James, Lily ve Peter da refleksle asalarına yönelmişler ancak şokun etkisiyle yeterince hızlı olamadıkları için savunmasız kalakalmışlardı.

"Bu saçmalık da ne böyle?" diye öfkeyle sordu Remus.

Maskeli ölüm yiyen asasını silah gibi dört gence doğrultarak konuşmaya başladı.

"Hepiniz dışarı çıkın! Hem de hemen! Ağırdan alanı görürsem kadavra lanetini kullanmaktan çekinmem" dedi tehditkar bir ses tonuyla.

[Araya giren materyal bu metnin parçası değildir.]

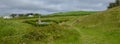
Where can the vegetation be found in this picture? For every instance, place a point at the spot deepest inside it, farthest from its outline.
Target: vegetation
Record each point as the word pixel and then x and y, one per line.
pixel 99 28
pixel 117 3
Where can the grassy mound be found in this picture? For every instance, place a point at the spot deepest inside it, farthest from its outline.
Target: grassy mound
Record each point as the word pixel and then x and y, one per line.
pixel 101 28
pixel 14 32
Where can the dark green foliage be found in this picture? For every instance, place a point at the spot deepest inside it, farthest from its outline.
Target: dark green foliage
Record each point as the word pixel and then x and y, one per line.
pixel 117 3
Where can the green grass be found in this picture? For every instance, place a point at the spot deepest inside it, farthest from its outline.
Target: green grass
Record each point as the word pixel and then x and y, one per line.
pixel 98 28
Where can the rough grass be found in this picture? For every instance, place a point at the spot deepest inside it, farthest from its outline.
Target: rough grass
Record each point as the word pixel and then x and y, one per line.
pixel 100 28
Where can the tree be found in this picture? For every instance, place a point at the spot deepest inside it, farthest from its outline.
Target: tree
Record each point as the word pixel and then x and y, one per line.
pixel 21 15
pixel 37 15
pixel 13 15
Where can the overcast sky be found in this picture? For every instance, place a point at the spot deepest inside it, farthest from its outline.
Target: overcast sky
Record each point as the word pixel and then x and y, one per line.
pixel 49 6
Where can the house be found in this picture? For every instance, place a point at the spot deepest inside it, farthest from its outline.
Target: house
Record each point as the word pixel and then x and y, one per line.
pixel 7 17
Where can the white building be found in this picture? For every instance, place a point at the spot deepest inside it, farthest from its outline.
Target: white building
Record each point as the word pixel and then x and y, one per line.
pixel 7 17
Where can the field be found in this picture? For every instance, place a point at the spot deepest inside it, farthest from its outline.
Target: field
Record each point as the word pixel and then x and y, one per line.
pixel 91 28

Asalarını kaybetmiş olsalar da arabanın içinde bulunmak hareket kabiliyetlerini kısıtladığı için dışarı çıkmanın en uygun davranış olduğunu düşünüp sessizce söylenileni yaptılar.

James refleksle Lily'i korumak için kendisine yakın tutmaya çalışıyordu. Dışarı çıktıkları anda ise manzara daha korkutucu bir hal almaya başlamıştı.

Sayamayacakları kadar çok maskeli ölüm yiyen testrallerin çektiği arabaları birer birer durdurup öğrencilerin asalarını alarak hepsini dışarı çıkarıyorlardı.

Yaşça küçük öğrenciler ağlarken büyük olanlar ise endişeyle ne olduğunu anlamaya çalışıyorlardı. Asası alınan öğrenciler zorla da olsa ağaçların seyrek olduğu açıklık bir alanda bir araya toplatılıyorlardı.

"Ölüm yiyenler" diye fısıldadı James. "Hogwarts'ın hemen dibine kadar gelmeyi nasıl başardılar?" diye sordu öfkeyle.

Böylesi bir hamleyi hiç biri düşünememişti. Hogwarts bu dünyadaki en güvenli yerdi. Nasıl kimse fark etmeden bu kadar yakına gelebilmişlerdi ki?

"Artık bakanlık bile düşmüşken buraya kadar gelmelerine şaşırmadım aslında. Leo ve diğerlerini arıyor olmalılar!" diyerek tahmin yürüttü Remus.

Sonra cebindeki cep-haber kartını çıkarıp elinde çevirdi. Asası olmadan kartı kullanarak haber vermesi mümkün değildi. Bir şekilde asasını geri alması gerekiyordu.

"Onlara bir şekilde haber ulaştırmalıyız. Hogwarts'tan mümkün olduğunca uzağa kaçmaları gerekiyor" dedi endişeyle.

"Gerçekten herkesi böylece bırakıp kaçacaklarına inanıyor musun Aylak!" diye sordu James.